Over the last two years or so, my behaviour practice has welcomed more and more dogs from overseas. Sometimes these are canines with profound behavioural difficulties. I have always assisted several imported dogs per year but there seems to have been an explosion of dogs from a variety of countries, thanks to the efforts of many local and larger International welfare charities rescuing such animals from dire conditions. So this year alone, I have assisted dogs from USA, Russia, various countries in Africa, India, Romania and many European countries.
The majority of the dogs that I assist have either suffered terrible abuse, unimaginable and unbearable to think about or have simply been left to roam or been abandoned. The one common factor in all of these cases that consistently leave me astonished is the dog’s ability to cope and adapt. OK, they may have behavioral difficulties, but you consider the hell on earth some of these dogs have gone through, but they are now living in a completely alien world with sounds, sights, smells they may never have conceived of and yet they just fit in. The other amazing thing is that these dogs still have trust. This is both wonderful and truly sad given some of the predicaments they have been rescued from, but that’s dogs for you.
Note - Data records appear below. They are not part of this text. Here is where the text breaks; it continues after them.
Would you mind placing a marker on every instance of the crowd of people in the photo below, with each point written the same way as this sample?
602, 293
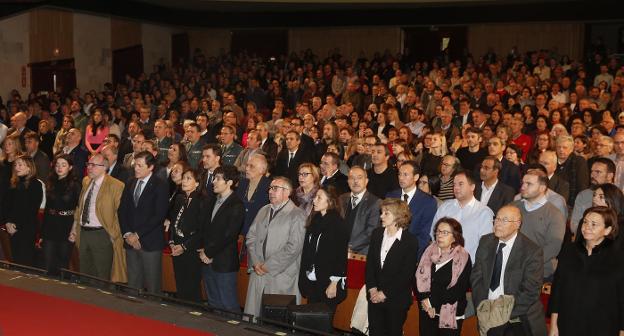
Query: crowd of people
464, 182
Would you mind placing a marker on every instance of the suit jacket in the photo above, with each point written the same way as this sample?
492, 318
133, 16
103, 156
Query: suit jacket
339, 181
282, 168
501, 195
259, 199
523, 277
106, 205
147, 217
423, 208
396, 276
366, 220
559, 185
220, 234
510, 174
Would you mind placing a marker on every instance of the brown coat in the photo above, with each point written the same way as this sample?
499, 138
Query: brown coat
106, 205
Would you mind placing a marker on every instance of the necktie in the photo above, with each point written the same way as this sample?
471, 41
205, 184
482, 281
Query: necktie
498, 267
85, 208
137, 193
291, 155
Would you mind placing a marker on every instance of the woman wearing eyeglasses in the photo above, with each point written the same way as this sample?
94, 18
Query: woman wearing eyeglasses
309, 177
442, 279
587, 295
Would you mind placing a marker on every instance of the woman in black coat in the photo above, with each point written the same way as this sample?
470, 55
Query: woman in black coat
588, 289
390, 267
62, 194
323, 271
22, 205
184, 224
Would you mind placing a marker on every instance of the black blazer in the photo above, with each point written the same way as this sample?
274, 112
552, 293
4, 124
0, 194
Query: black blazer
395, 279
330, 258
501, 195
220, 234
339, 181
146, 219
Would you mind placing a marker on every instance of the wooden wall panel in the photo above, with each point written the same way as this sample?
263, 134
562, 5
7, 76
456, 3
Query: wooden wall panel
125, 34
565, 38
51, 35
350, 41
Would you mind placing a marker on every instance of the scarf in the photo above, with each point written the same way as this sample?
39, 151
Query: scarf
433, 255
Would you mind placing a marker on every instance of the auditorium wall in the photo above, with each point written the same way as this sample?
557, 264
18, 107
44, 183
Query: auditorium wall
14, 55
350, 41
92, 51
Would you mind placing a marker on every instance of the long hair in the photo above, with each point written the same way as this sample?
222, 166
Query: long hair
28, 161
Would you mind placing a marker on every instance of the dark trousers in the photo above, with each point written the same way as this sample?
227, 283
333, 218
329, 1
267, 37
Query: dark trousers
187, 270
430, 326
23, 248
221, 289
56, 255
144, 269
96, 253
386, 320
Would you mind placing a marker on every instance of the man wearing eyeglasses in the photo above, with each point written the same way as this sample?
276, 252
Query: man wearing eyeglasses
96, 229
274, 243
508, 263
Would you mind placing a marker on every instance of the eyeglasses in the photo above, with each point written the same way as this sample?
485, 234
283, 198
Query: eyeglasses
443, 233
276, 188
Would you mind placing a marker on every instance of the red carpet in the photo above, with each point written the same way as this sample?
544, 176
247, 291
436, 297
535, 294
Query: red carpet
29, 313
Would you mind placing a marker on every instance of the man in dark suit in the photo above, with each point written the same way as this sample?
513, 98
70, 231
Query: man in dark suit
289, 159
331, 174
142, 211
360, 209
422, 206
115, 169
491, 191
548, 159
510, 173
219, 252
509, 263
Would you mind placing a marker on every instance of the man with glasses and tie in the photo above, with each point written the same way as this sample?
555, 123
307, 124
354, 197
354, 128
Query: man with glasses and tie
509, 263
274, 244
142, 211
360, 209
96, 228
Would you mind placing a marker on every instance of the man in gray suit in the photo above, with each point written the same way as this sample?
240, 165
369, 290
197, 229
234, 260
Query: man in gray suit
274, 243
509, 263
360, 210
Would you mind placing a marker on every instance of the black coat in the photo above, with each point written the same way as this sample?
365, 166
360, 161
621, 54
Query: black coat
220, 234
329, 258
396, 277
588, 291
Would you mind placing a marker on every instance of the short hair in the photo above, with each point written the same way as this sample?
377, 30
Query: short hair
609, 216
150, 160
229, 173
216, 149
607, 162
455, 227
400, 210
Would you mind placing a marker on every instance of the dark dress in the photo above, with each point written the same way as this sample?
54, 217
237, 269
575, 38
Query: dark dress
185, 218
588, 291
324, 251
440, 294
22, 205
61, 201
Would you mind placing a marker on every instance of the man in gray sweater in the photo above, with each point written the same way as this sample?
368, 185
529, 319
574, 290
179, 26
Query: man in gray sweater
542, 222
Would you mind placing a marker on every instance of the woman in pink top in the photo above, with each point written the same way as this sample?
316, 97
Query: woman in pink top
96, 131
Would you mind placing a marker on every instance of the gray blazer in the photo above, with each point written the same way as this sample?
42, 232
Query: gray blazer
366, 220
284, 241
523, 276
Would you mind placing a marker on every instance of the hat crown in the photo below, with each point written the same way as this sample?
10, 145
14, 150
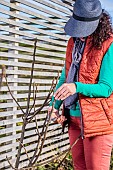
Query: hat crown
87, 8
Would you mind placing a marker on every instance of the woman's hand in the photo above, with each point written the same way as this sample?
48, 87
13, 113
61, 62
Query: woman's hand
65, 91
55, 117
54, 114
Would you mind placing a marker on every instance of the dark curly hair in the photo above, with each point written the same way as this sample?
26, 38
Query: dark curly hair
103, 31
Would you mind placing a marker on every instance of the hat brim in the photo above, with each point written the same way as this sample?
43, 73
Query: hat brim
76, 28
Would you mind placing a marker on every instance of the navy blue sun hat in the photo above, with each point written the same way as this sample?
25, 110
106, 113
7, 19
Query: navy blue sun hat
85, 18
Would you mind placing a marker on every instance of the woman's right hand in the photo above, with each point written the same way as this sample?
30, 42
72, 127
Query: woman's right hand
54, 114
55, 117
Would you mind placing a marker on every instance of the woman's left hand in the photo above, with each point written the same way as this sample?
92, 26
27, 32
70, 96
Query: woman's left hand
65, 91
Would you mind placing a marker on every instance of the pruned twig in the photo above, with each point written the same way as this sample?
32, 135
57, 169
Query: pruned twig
3, 74
31, 78
13, 96
11, 164
25, 150
68, 150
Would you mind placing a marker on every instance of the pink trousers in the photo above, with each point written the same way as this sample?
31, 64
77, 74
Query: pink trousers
91, 153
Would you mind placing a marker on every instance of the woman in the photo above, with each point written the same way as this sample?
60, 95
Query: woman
86, 86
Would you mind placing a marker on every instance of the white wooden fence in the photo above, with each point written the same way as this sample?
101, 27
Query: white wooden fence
20, 22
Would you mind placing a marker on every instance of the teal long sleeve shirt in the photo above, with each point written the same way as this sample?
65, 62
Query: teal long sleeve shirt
103, 88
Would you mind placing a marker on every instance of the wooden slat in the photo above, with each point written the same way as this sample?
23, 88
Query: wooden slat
20, 40
59, 2
42, 9
27, 11
28, 65
32, 28
27, 42
31, 20
56, 8
30, 50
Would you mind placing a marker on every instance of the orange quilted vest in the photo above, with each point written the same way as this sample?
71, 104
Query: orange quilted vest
97, 113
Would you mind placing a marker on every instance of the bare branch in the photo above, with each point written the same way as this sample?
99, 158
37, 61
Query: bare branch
68, 150
31, 78
34, 97
45, 102
3, 74
13, 96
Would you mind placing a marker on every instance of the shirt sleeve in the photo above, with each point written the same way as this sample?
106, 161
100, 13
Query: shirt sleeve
60, 82
104, 87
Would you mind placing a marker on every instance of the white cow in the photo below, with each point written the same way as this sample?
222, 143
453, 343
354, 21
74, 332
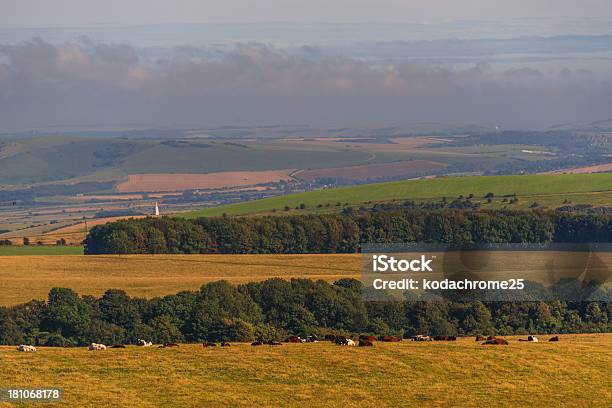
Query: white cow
420, 337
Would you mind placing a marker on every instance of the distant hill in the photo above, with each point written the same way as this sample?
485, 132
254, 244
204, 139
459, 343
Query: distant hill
543, 189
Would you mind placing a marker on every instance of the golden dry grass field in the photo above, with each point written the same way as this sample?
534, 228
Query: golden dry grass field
23, 278
571, 373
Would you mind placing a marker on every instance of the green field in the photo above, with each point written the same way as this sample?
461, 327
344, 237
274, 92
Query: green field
40, 250
570, 373
549, 190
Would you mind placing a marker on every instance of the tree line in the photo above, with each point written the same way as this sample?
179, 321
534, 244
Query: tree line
274, 309
344, 233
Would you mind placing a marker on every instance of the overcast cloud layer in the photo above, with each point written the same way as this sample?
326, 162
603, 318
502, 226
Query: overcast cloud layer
20, 13
84, 83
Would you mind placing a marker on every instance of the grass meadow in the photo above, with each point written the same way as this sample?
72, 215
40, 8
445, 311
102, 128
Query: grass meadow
23, 278
544, 189
571, 373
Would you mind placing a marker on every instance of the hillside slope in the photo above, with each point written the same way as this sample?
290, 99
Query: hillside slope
546, 189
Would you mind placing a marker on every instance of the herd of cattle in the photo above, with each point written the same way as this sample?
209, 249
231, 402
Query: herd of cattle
363, 341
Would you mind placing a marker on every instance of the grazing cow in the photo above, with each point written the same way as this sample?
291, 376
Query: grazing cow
393, 339
365, 343
341, 340
420, 337
497, 341
445, 338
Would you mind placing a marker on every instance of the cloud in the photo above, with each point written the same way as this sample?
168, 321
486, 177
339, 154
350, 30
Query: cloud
88, 83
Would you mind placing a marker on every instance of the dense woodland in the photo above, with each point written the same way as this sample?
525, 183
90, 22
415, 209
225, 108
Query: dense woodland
343, 233
275, 308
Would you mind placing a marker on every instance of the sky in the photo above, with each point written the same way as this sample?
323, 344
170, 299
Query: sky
440, 68
29, 13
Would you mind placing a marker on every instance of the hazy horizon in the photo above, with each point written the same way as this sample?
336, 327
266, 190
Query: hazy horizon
504, 66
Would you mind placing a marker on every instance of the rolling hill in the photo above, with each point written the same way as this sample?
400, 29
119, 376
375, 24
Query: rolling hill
545, 189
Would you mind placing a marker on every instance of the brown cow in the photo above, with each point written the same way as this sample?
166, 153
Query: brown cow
497, 341
368, 338
445, 338
393, 339
365, 343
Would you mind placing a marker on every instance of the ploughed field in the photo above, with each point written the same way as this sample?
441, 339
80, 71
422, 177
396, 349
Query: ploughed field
23, 278
570, 373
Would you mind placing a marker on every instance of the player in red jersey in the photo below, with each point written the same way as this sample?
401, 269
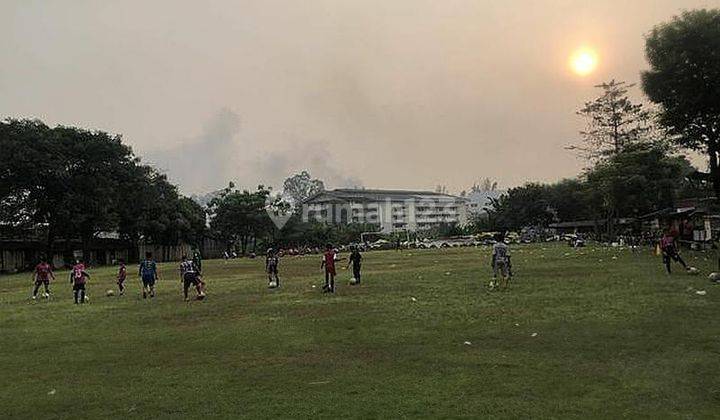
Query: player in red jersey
122, 275
42, 275
329, 265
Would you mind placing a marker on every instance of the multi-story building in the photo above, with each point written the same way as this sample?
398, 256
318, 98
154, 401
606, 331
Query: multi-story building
391, 210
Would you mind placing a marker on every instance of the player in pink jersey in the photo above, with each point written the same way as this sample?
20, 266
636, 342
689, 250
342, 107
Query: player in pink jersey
122, 275
78, 278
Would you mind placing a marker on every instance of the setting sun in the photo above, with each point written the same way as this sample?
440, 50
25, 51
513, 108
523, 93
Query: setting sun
583, 61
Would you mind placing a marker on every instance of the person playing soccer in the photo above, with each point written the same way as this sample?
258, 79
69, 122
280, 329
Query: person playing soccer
197, 259
500, 261
190, 275
356, 261
272, 261
78, 278
122, 275
148, 274
41, 276
670, 252
329, 265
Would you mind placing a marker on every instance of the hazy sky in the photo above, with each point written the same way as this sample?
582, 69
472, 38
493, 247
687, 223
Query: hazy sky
382, 93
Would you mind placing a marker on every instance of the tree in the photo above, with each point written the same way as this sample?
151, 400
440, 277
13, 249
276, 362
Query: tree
74, 184
684, 78
300, 187
240, 217
641, 179
527, 205
63, 179
613, 122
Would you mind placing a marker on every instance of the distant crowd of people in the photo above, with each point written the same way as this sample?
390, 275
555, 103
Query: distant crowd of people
191, 276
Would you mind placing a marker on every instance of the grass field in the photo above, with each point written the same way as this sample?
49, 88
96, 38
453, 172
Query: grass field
578, 334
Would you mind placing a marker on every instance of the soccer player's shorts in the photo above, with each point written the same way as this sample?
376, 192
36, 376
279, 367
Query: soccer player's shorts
501, 267
148, 280
190, 278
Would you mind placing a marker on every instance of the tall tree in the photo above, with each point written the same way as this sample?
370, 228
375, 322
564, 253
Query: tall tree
613, 122
300, 187
684, 78
240, 217
641, 179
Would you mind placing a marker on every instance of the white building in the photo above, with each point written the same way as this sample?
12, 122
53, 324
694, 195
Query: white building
392, 210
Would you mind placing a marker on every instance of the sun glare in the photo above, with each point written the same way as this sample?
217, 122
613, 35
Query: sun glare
583, 61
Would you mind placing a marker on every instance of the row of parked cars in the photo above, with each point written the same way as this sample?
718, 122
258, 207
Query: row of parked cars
452, 242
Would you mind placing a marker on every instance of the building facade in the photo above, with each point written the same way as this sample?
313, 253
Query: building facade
390, 210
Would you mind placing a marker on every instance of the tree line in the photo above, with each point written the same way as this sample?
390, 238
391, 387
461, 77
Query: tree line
72, 183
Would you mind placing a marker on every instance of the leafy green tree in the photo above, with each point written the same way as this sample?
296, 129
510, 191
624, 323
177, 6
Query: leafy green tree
528, 205
641, 179
684, 78
302, 186
613, 122
240, 217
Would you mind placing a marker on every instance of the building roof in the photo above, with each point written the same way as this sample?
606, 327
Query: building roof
372, 195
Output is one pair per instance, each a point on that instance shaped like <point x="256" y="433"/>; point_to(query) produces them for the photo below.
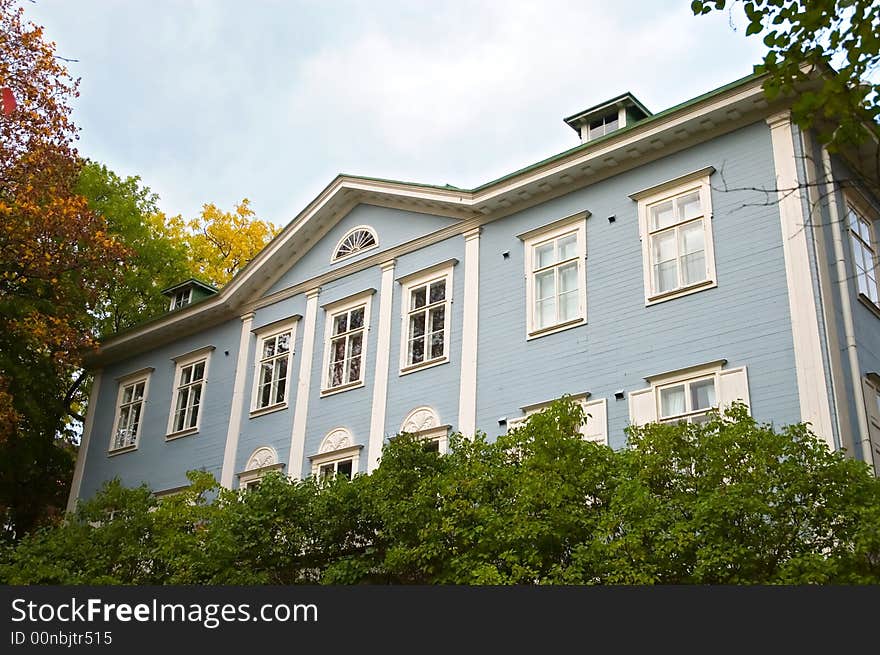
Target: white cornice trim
<point x="473" y="208"/>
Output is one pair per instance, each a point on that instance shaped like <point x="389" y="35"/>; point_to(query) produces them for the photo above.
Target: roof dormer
<point x="185" y="293"/>
<point x="602" y="119"/>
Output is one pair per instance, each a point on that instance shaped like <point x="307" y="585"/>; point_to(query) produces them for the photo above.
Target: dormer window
<point x="181" y="298"/>
<point x="603" y="126"/>
<point x="355" y="240"/>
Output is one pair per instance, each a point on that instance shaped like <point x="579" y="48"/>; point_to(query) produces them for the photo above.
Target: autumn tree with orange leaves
<point x="55" y="255"/>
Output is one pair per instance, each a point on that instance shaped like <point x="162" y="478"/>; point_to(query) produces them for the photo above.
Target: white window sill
<point x="870" y="304"/>
<point x="412" y="368"/>
<point x="341" y="388"/>
<point x="262" y="411"/>
<point x="552" y="329"/>
<point x="182" y="433"/>
<point x="121" y="451"/>
<point x="681" y="291"/>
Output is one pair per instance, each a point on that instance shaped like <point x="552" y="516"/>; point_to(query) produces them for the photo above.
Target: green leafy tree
<point x="805" y="34"/>
<point x="727" y="502"/>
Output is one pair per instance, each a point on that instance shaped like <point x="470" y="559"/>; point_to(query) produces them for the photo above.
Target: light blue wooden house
<point x="667" y="264"/>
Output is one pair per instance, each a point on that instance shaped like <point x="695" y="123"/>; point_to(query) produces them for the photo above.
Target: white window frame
<point x="648" y="198"/>
<point x="867" y="215"/>
<point x="583" y="399"/>
<point x="575" y="224"/>
<point x="181" y="362"/>
<point x="335" y="257"/>
<point x="338" y="446"/>
<point x="332" y="310"/>
<point x="131" y="379"/>
<point x="409" y="284"/>
<point x="179" y="300"/>
<point x="263" y="334"/>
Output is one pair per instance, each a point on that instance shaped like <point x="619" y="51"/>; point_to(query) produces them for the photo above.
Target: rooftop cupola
<point x="602" y="119"/>
<point x="185" y="293"/>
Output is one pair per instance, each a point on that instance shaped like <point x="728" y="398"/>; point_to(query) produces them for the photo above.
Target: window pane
<point x="343" y="468"/>
<point x="340" y="324"/>
<point x="357" y="319"/>
<point x="567" y="247"/>
<point x="336" y="371"/>
<point x="417" y="325"/>
<point x="568" y="278"/>
<point x="546" y="314"/>
<point x="416" y="351"/>
<point x="544" y="255"/>
<point x="702" y="394"/>
<point x="354" y="344"/>
<point x="418" y="298"/>
<point x="672" y="401"/>
<point x="662" y="215"/>
<point x="436" y="345"/>
<point x="689" y="206"/>
<point x="338" y="352"/>
<point x="437" y="318"/>
<point x="354" y="369"/>
<point x="545" y="285"/>
<point x="438" y="291"/>
<point x="568" y="306"/>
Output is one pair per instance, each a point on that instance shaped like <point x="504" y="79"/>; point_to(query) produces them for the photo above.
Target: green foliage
<point x="157" y="259"/>
<point x="800" y="34"/>
<point x="727" y="502"/>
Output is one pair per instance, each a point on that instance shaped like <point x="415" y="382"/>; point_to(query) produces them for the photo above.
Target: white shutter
<point x="596" y="427"/>
<point x="642" y="408"/>
<point x="733" y="386"/>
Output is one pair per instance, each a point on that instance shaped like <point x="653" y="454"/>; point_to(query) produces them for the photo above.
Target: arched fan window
<point x="355" y="240"/>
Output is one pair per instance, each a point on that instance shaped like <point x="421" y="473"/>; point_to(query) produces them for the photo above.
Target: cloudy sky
<point x="214" y="101"/>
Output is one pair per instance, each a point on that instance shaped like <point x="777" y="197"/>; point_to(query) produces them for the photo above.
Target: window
<point x="864" y="249"/>
<point x="262" y="461"/>
<point x="345" y="343"/>
<point x="337" y="455"/>
<point x="181" y="298"/>
<point x="424" y="422"/>
<point x="603" y="126"/>
<point x="689" y="394"/>
<point x="273" y="366"/>
<point x="355" y="240"/>
<point x="595" y="427"/>
<point x="129" y="410"/>
<point x="427" y="310"/>
<point x="189" y="386"/>
<point x="555" y="276"/>
<point x="688" y="401"/>
<point x="677" y="247"/>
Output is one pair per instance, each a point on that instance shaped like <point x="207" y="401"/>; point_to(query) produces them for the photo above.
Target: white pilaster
<point x="300" y="412"/>
<point x="810" y="369"/>
<point x="467" y="399"/>
<point x="383" y="356"/>
<point x="84" y="443"/>
<point x="238" y="401"/>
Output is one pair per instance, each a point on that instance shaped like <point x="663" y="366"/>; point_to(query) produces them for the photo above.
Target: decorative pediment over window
<point x="261" y="458"/>
<point x="355" y="240"/>
<point x="337" y="440"/>
<point x="420" y="420"/>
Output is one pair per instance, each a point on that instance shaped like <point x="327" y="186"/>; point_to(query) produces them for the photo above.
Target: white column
<point x="300" y="412"/>
<point x="467" y="399"/>
<point x="238" y="402"/>
<point x="810" y="369"/>
<point x="383" y="356"/>
<point x="84" y="443"/>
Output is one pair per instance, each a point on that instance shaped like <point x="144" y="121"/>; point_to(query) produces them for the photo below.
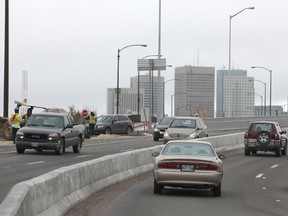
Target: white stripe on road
<point x="37" y="162"/>
<point x="125" y="150"/>
<point x="83" y="156"/>
<point x="260" y="175"/>
<point x="274" y="166"/>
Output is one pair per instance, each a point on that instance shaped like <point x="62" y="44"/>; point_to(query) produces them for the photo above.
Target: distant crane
<point x="25" y="86"/>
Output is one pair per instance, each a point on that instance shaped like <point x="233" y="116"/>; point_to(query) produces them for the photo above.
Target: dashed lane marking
<point x="83" y="156"/>
<point x="37" y="162"/>
<point x="260" y="175"/>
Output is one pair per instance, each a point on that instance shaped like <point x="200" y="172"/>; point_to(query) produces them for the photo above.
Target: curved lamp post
<point x="138" y="85"/>
<point x="261" y="102"/>
<point x="164" y="93"/>
<point x="264" y="94"/>
<point x="231" y="16"/>
<point x="118" y="60"/>
<point x="270" y="71"/>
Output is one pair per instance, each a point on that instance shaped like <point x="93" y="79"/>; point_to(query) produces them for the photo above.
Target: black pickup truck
<point x="50" y="131"/>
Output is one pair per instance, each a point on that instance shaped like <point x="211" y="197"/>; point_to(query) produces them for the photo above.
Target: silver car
<point x="185" y="128"/>
<point x="188" y="164"/>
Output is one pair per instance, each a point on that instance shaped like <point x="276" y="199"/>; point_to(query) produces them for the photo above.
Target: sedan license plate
<point x="34" y="145"/>
<point x="187" y="168"/>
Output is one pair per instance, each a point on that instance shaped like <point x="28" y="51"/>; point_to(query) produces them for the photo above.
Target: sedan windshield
<point x="184" y="148"/>
<point x="183" y="123"/>
<point x="45" y="121"/>
<point x="104" y="118"/>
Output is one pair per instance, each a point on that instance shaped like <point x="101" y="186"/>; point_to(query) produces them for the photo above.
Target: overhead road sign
<point x="151" y="64"/>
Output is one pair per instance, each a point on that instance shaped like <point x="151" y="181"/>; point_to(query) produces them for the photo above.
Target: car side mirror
<point x="155" y="154"/>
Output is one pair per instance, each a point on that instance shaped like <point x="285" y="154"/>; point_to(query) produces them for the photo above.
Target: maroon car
<point x="265" y="136"/>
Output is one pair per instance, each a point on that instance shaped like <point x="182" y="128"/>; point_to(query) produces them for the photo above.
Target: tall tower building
<point x="235" y="94"/>
<point x="144" y="86"/>
<point x="194" y="91"/>
<point x="127" y="100"/>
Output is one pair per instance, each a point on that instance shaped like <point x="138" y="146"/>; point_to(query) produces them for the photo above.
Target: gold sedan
<point x="188" y="164"/>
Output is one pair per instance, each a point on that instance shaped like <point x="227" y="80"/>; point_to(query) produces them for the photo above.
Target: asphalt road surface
<point x="252" y="186"/>
<point x="15" y="168"/>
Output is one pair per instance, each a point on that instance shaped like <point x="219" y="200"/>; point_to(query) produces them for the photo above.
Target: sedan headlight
<point x="156" y="130"/>
<point x="19" y="135"/>
<point x="193" y="136"/>
<point x="166" y="134"/>
<point x="53" y="136"/>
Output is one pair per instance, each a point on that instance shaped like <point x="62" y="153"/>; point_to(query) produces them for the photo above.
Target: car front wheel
<point x="217" y="190"/>
<point x="157" y="188"/>
<point x="129" y="130"/>
<point x="108" y="130"/>
<point x="61" y="149"/>
<point x="278" y="152"/>
<point x="77" y="147"/>
<point x="247" y="151"/>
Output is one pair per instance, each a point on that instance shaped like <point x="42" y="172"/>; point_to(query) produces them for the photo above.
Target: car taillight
<point x="246" y="135"/>
<point x="197" y="165"/>
<point x="276" y="137"/>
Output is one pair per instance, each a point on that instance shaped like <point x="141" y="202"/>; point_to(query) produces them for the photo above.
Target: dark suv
<point x="161" y="127"/>
<point x="265" y="136"/>
<point x="113" y="124"/>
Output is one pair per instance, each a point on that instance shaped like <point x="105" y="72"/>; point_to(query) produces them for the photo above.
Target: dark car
<point x="188" y="164"/>
<point x="161" y="127"/>
<point x="113" y="124"/>
<point x="265" y="136"/>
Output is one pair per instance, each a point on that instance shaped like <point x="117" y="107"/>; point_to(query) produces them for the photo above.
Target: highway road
<point x="252" y="186"/>
<point x="15" y="168"/>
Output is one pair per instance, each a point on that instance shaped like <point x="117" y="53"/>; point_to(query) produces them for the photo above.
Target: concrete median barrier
<point x="56" y="192"/>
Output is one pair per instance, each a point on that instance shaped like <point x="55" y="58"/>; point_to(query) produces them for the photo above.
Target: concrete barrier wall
<point x="56" y="192"/>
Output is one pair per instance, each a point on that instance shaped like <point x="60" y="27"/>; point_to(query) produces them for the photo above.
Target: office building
<point x="194" y="91"/>
<point x="127" y="100"/>
<point x="235" y="94"/>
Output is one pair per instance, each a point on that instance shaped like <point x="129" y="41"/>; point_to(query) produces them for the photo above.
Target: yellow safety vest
<point x="92" y="119"/>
The most common issues these dogs suffer with are anxiety issues and adaptability issues, not surprisingly. It’s a bit like going right back to square one with a puppy and re-starting socialization and habituation processes all over again, but with that sensitive ‘window’ of 14 weeks firmly closed. Of course in many of these countries there is no such thing as having a tick list for socialization and habituation, puppy classes etc, you’d probably be laughed out of town if you suggested it. Many of these dogs are street dogs and attitudes are different in other cultures and this has to be accepted – dogs are not always pets. So, when I see these dogs, they have strong territorial drives, maybe really aren’t keen on relinquishing items either, don’t want anyone going near their food and haven’t a clue what these dog toys are for! They also have trouble walking nicely and adapting socially with other dogs. Many are simply incredibly frustrated, they just want to join in and play but don’t know how, they haven’t learned. There’s nothing ‘bad’ or ‘wrong’ about what they’re doing, they just don’t know any other way and why should they? It’s up to their new owners to re-mould these new dogs and expectation and reality is a big part of re-homing. Over-arousal is also a pretty big deal. Everything is over-stimulating. This is a brand new environment, traffic, smells, bright lights, dogs, people everywhere, everything different from before and sometimes that’s just too much. In combination it causes overload and a massive ‘trigger stacking’ response. So, I see a lot of dogs displaying much vocalization and reactivity at multiple triggers, which can be embarrassing for their new owners.
When beginning behaviour modification, most of these dogs need calm spaces and routine, especially those which are incredibly stressed. They also need something to do to occupy them, so mental and physical enrichment is a good starting place. For those which become over-aroused quickly, I would work on self-control and impulse control exercises and add in lots of positive reinforcement. It is important to teach the owner to remain calm too, not always easy when their dog is super reactive, but learning to read their dog and stay calm and focused will greatly assist. Desensitization, counter-conditioning and response substitution techniques using games are great tools for dogs expressing fear and anxiety and quickly help in alleviating this.
It is important that all owners rehoming dogs from overseas have a realistic expectation regarding outcomes and really think about the possible impact of the trauma their dog may have experienced. Although it may not always be a straightforward remedial process, the long term reward of a safe, pain free and content life is immeasurable.